Interlude - PDV Seth

168 18 123
                                    

Je raccroche et range mon téléphone dans ma poche. Alors qu'un sourire de satisfaction se dessine aux coins de mes lèvres, je surprends la grande blonde, accroupis en face de moi, en train de me dévisager. Il est vrai que j'occupe sa petite boutique depuis quelques jours en attendant de me trouver un nouvel appartement. Pourtant, je n'arrive toujours pas à me faire à sa curiosité presque maladive. Tout le temps collée à mes basques, elle observe mes moindres faits et gestes. Je n'aime pas ça...
Je suis un loup solitaire normalement. Je suis l'ombre que l'on ne voit que du coin de l'œil avant qu'elle ne disparaisse. Alors avoir « miss je me mêle de tout » dans les pieds, ça a le don me taper sur les nerfs ! Elle bouscule mes habitudes. Habitudes que je chéris énormément...

— Quoi ? Demandé-je en roulant des yeux.

— Ça t'amuse de faire ça ? Lucy vient d'apprendre que sa mère ne l'est pas et toi, tu préviens Phébus pour qu'il leur tombe dessus ! Elle ne mérite pas tout ça, Seth... Ou devrais-je dire Erys ?

— Je pensais que tu ne l'aimais pas, raillé-je en plongeant mon regard dans le sien. Et pour ce qui concerne mon ancien prénom, je ne m'identifie plus à cette personne. Alors appelle-moi Seth, comme tout le monde, tu seras gentille.

La trentenaire soupire en poursuivant le rangement de sa boutique. Après avoir dépoussiéré ses étagères elle se retourne vers moi le regard emplit de questions.

— Non, mais sérieusement, je t'héberge quand même ! Tu pourrais m'expliquer ton obsession pour cette fille non ?

— Tu es bien plus vieille que moi, pesté-je. Tu devrais savoir que l'amour ça ne s'explique pas.

— Tu n'agis pas vraiment comme un type amoureux, mais plutôt comme une sorte de nuisance planant au-dessus d'elle.

— Abby, je te remercie de me rendre service le temps que je me trouve une nouvelle cachette. Mais n'oublie pas que je pourrais te tuer, si tu continues à me soûler en me donnant ton avis. Un avis que je n'ai d'ailleurs pas demandé, lui rappelé-je en lui adressant un sourire narquois. Si tu veux tant savoir, la seule chose que je peux te dire, c'est que je compte d'abord lui ouvrir les yeux avant de la courtiser. Elle est entourée par le mensonge, il est dans mon devoir de la guider.

— Donc, tu lui as appris que sa mère était Anya, pour son bien ? Répète-t-elle pas très convaincu.

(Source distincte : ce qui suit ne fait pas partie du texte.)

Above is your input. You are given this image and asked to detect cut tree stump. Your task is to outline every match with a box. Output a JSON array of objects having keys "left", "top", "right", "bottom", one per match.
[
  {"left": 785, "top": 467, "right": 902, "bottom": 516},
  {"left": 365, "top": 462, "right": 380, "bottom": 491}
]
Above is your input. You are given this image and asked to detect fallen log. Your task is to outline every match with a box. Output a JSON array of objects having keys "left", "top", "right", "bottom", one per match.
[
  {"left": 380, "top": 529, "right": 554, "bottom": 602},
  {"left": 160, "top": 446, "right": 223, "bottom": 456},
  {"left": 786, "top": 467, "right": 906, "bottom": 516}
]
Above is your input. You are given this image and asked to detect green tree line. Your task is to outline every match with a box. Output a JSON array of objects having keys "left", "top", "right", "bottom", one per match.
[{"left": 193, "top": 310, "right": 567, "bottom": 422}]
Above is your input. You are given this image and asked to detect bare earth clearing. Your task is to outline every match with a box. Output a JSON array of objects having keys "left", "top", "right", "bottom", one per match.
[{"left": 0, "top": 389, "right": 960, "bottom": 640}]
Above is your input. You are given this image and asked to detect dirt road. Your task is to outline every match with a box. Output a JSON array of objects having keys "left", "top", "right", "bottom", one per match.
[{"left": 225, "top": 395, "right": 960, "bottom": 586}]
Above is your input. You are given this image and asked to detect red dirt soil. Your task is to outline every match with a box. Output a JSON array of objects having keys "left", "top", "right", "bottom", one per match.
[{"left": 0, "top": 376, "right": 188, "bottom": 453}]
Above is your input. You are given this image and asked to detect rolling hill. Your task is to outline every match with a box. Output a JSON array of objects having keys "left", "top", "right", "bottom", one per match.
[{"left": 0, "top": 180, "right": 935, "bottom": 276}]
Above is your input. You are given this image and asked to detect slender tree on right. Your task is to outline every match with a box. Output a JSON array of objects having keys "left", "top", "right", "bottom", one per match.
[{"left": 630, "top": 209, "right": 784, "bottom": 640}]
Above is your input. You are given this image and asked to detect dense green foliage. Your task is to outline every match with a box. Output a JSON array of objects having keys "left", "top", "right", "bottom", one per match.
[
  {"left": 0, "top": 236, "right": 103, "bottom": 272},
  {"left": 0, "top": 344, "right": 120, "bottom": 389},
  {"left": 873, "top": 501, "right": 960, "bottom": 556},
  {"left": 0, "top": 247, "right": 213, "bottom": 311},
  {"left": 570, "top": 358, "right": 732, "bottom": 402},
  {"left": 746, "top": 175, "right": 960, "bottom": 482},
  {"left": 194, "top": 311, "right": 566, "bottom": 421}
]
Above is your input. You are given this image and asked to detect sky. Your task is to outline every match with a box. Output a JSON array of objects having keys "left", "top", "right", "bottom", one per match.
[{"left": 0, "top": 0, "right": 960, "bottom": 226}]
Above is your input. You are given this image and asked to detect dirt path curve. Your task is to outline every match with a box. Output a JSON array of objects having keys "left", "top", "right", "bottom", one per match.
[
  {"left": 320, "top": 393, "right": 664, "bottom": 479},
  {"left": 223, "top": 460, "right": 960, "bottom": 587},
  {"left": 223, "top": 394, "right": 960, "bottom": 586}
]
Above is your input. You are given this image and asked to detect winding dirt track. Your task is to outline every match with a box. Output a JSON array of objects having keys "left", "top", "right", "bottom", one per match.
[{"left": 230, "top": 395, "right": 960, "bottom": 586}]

— Elle devait savoir, m'emporté-je. Elle devait savoir que sa mère adoptive la trompait depuis tout ce temps, elle devait savoir que Phébus existait pour qu'elle reste sur ses gardes. Donc, oui, c'était pour son bien.

— D'accord, jusque-là, je peux comprendre, mais pourquoi ? Pourquoi Lucy ?

— Parce que quand je suis revenue en ville, après m'être enfui de chez Phébus, je ne l'ai pas reconnu, mais mon cœur si. Tous mes souvenirs de mon ancienne vie ont été effacés pour je ne sais quelle raison. Ma vie d'être-humain me semble si lointaine, comme à des années-lumières de moi. J'ai perdu mon humanité et mes sentiments à tout jamais, sauf l'amour que je lui porte.

— Alors tu t'accroches à ce dernier sentiment ? Demande-t-elle.

— Oui, c'est mon dernier et seul sentiment, tu peux comprendre à quel point il m'est précieux. Si Lucy disparaît, elle emportera avec elle la lumière de ce monde et il ne me restera plus que la noirceur. Une noirceur, que même un vampire comme moi, redoute comme la peste...

Le regard dans le vide, je me ressaisis et m'éclaircis la voix.

— Mais si Lucy est entourée de mauvaises personnes qui mettent à chaque instant sa vie en danger, je ne pourrais jamais dormir sur mes deux oreilles. C'est pour cela que je veille sur elle et lui apprend ce dont elle a besoin de savoir. Cela, fait-il de moi l'antagoniste de l'histoire ? Oui, non, peut-être ? En réalité, je m'en contre-fiche.